FiveThirtyEight
Julia Azari

Andrew Yang just said on CNN that political science professors were waiting to see what would happen tonight because we were interested in knowing what happens when you enter the race late and spend a lot of money (Bloomberg). He’s not wrong that we love to observe something that looks like it might sort of loosely resemble an experiment. But I think we’ve got plenty of existing theory that suggests Bloomberg’s strategy was shaky at best.

Geoffrey Skelley

What The Delegate Race Looks Like At The District Level In Oklahoma

In Oklahoma, our forecast suggests Biden has about a 4 in 5 (78 percent) chance of winning statewide, though we can’t count Sanders out as he has a 1 in 6 (18 percent) shot. Biden has a forecasted statewide vote of 34 percent, on average, while Sanders is at 25 percent.

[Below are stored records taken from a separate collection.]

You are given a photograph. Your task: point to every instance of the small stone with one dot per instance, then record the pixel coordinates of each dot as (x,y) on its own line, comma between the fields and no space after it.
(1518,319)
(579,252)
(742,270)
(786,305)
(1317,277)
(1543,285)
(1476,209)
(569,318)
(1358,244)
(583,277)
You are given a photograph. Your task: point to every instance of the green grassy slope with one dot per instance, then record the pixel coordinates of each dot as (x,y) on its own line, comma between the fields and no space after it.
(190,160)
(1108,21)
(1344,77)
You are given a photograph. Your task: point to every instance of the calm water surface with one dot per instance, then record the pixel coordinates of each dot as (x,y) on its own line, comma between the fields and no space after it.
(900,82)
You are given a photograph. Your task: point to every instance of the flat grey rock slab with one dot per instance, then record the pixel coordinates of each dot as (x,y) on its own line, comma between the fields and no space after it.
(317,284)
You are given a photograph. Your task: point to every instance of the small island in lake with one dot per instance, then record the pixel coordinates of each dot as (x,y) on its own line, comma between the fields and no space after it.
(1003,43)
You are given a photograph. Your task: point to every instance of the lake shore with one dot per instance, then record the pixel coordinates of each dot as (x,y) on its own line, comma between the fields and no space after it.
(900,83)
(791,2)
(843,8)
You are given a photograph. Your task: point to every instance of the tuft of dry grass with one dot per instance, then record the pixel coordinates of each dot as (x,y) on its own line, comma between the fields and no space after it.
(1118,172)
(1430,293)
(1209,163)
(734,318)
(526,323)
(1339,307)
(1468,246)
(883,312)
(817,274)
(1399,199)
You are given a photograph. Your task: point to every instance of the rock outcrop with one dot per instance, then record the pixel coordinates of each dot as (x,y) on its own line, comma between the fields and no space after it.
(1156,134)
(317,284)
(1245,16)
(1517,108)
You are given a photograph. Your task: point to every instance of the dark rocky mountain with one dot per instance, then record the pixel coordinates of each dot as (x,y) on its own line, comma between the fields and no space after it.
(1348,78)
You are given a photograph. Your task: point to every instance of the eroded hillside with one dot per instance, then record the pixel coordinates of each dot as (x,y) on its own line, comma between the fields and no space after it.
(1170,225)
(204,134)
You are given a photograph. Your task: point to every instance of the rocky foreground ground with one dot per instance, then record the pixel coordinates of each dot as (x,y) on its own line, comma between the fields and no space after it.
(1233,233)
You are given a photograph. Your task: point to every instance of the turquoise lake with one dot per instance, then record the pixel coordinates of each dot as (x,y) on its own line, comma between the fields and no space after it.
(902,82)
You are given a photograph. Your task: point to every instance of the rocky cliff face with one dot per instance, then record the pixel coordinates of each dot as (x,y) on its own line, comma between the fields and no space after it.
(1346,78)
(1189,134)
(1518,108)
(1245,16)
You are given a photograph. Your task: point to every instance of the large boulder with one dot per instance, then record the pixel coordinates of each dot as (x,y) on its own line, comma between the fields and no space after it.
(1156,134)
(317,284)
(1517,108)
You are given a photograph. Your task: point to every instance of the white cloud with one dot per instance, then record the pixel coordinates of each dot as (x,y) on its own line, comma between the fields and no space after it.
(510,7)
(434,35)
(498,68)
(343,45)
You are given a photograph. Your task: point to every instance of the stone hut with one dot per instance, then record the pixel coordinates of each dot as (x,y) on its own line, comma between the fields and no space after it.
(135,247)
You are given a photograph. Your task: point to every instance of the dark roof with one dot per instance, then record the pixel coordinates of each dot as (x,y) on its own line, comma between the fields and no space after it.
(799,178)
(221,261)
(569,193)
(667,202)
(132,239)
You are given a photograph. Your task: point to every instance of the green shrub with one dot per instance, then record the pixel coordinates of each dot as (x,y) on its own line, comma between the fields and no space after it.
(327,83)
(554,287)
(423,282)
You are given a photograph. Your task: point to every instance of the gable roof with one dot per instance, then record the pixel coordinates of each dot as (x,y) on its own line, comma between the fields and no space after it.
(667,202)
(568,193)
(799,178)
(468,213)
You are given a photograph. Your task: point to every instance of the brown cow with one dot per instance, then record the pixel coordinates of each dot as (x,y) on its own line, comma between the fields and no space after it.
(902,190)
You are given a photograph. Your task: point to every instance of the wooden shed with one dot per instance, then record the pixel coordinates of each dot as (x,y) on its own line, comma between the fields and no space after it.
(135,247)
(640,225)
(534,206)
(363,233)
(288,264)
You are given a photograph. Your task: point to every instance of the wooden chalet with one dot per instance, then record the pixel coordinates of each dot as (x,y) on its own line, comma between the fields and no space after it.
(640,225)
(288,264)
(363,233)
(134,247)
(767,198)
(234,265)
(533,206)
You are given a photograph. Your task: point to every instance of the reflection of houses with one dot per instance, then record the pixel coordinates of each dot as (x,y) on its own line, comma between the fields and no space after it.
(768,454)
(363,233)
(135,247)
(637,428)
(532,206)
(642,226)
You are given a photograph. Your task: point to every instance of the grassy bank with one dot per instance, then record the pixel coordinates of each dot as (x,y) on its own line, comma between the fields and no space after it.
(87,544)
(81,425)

But the results by congressional district will also matter for delegate allocation purposes, and each of the top four candidates could get district-level delegates (although Biden seems to lead on this metric too). Here is our forecasted vote share for each candidate in each seat:

Four candidates could get delegates in Oklahoma

Average forecasted vote share for the top four Democratic presidential candidates in Oklahoma congressional districts, according to the FiveThirtyEight model as of 9:30 a.m. on March 3

District Biden Sanders Bloomberg Warren
OK-01 34% 25% 18% 17%
OK-02 35 26 16 17
OK-03 34 26 16 17
OK-04 34 26 17 17
OK-05 35 24 18 16
State 34 25 17 17
Nate Silver

We, uhhh, didn’t do a lot of work on the territories, and I’m glad we dodged the bullet of Tulsi Gabbard winning in American Samoa, which our model assigned almost no chance of happening. We may revisit the rest of the territories after tonight, which look like they could be a strength for Bloomberg.